After Week-Long Stall, June 27 Lava Flow In Motion
The June 27 Kilauea Volcano lava flow is once again moving at its leading edge, roughly seven days after an overflight by Hawai`i County Civil Defense showed that the leading front of the flow had stalled.
In a daily message from Civil Defense Administrator Darryl Oliveira, it was announced that the flow front had advanced approximately 25 yards between Saturday and Sunday morning.
The lava flow had been stalled about 1.4 miles upslope of Apa`a Street and 2.1 miles from the Pahoa Village Road.
Both the HVO and Civil Defense continue to monitor a breakout flow located upslope and north of the leading flow face. That flow moved approximately 30 yards in the past 24 hours.
Civil Defense maintains that the the lava flow, at any point along its path, still does not pose an immediate threat to area communities.

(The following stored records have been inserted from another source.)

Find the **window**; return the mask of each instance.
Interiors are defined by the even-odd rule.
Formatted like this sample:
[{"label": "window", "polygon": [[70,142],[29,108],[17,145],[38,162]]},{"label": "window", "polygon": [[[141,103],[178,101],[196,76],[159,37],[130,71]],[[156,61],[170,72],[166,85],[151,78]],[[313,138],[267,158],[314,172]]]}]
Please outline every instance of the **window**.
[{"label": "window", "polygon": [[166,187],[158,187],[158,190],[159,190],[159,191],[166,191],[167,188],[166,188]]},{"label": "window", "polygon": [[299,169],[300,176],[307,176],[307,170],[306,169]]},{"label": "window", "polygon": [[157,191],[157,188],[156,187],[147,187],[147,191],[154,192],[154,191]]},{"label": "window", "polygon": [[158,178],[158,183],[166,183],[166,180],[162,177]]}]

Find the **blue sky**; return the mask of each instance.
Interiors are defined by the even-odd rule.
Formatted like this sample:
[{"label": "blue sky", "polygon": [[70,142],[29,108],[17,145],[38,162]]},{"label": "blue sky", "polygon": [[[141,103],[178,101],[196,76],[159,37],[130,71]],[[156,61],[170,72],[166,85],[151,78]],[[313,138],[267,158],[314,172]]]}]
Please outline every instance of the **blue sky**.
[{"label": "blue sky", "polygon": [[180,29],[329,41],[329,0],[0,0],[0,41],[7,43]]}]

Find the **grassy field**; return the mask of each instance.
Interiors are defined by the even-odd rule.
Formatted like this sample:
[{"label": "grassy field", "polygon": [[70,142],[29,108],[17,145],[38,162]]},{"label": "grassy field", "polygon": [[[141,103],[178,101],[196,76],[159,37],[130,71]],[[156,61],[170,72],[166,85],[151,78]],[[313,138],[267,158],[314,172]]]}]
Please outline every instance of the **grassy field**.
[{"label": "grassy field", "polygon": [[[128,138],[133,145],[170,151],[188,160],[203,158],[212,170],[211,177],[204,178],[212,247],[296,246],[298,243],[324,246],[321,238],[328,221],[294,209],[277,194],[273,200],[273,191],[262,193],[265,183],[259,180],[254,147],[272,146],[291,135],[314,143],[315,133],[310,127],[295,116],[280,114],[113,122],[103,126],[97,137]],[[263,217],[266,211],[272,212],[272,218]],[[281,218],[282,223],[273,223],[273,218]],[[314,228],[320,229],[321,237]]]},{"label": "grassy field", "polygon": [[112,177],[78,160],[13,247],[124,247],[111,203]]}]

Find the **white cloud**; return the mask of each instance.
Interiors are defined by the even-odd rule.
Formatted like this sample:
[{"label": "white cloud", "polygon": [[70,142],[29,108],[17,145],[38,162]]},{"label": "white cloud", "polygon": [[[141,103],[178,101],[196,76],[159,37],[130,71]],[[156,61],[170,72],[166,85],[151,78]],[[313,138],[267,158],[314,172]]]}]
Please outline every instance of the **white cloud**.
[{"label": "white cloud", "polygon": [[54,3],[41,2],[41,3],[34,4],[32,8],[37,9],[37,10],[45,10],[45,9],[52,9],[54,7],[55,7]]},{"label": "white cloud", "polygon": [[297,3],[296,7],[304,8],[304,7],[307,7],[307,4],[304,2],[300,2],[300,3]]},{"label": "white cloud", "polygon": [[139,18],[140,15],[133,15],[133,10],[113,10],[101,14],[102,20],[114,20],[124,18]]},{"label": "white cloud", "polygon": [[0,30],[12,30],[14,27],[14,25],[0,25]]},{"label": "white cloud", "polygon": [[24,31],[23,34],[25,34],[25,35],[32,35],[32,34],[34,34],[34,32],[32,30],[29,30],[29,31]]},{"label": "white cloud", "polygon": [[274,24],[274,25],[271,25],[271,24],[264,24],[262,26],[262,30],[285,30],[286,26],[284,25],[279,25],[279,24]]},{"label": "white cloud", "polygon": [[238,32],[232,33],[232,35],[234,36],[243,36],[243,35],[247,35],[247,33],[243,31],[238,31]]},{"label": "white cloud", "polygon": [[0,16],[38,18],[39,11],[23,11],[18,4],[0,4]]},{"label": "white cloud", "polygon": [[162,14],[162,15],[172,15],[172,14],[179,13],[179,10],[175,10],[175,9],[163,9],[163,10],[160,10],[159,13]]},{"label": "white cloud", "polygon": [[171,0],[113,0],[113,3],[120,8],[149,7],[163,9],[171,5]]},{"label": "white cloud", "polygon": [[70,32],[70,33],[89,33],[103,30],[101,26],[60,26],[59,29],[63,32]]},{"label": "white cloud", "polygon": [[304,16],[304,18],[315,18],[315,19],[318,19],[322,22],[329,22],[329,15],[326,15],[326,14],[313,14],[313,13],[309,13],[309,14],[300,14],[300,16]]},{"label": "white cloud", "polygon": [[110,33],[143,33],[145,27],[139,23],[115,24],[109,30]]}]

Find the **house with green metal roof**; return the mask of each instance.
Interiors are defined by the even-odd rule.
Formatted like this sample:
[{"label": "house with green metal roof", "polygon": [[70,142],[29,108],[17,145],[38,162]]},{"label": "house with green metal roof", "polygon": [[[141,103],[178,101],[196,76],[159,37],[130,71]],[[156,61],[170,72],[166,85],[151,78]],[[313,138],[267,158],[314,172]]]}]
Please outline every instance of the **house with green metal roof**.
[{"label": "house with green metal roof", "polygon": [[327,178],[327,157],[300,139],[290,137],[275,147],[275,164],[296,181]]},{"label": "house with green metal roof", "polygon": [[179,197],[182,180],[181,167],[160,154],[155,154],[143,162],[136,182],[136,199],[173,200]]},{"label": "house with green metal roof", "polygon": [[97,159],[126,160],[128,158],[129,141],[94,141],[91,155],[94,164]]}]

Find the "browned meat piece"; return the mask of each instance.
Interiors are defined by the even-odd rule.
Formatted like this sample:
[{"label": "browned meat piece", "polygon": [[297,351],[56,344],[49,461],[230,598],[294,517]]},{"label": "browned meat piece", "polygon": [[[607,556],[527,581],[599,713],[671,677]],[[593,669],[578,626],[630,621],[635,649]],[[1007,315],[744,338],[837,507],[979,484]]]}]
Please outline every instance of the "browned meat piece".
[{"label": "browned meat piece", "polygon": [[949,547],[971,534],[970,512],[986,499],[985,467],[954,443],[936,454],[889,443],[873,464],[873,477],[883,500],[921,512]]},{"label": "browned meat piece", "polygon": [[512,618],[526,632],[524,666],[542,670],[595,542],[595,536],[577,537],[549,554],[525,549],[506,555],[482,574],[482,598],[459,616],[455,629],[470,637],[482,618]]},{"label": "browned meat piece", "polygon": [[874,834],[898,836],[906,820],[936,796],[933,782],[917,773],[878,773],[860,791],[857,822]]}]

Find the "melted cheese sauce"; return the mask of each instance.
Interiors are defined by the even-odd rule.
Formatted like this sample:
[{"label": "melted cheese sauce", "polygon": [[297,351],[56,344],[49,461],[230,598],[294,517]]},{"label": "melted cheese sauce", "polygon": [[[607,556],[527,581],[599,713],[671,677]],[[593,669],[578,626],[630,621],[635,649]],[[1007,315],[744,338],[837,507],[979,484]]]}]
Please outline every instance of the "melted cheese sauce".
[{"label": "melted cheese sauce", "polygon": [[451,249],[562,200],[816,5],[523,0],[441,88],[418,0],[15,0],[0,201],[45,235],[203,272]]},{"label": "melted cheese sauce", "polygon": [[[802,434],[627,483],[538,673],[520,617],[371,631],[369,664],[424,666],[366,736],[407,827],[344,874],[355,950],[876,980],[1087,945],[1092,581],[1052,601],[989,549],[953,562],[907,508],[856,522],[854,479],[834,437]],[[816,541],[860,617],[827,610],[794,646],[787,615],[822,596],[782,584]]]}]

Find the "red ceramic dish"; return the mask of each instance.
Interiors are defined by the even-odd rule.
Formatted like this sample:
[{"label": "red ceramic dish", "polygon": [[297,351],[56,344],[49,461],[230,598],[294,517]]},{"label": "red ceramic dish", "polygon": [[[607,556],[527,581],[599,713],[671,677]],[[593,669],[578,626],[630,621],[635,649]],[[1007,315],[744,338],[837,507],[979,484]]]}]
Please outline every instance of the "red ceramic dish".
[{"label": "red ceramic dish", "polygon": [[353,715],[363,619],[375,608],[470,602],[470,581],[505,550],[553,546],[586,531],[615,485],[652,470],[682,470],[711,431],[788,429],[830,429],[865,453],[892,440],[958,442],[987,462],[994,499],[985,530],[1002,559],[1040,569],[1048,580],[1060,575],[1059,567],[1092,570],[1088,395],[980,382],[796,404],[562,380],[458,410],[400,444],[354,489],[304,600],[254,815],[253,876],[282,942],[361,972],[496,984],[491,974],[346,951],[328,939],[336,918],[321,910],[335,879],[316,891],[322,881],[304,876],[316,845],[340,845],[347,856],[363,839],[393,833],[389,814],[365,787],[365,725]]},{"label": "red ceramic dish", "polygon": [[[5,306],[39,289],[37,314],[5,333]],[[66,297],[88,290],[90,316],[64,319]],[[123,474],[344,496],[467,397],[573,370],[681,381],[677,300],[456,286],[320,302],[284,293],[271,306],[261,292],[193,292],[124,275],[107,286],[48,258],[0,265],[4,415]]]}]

The HVO said Friday that it was not giving out a projection on when the lava would have a direct impact on roadways and communities, but would possibly release a revised estimate after Monday’s overflight.
Crews from Hawai`i Electric Light continue to work along Government Beach Road to prep for the installation of power poles. Access to the road is being limited to residents of the area to minimize delays and disruptions.
Representatives from the HVO and Civil Defense will continue to meet regularly with Puna residents on Thursdays at the Pahoa High School Cafeteria. The next meeting is scheduled for Oct. 2 at 6:30 p.m.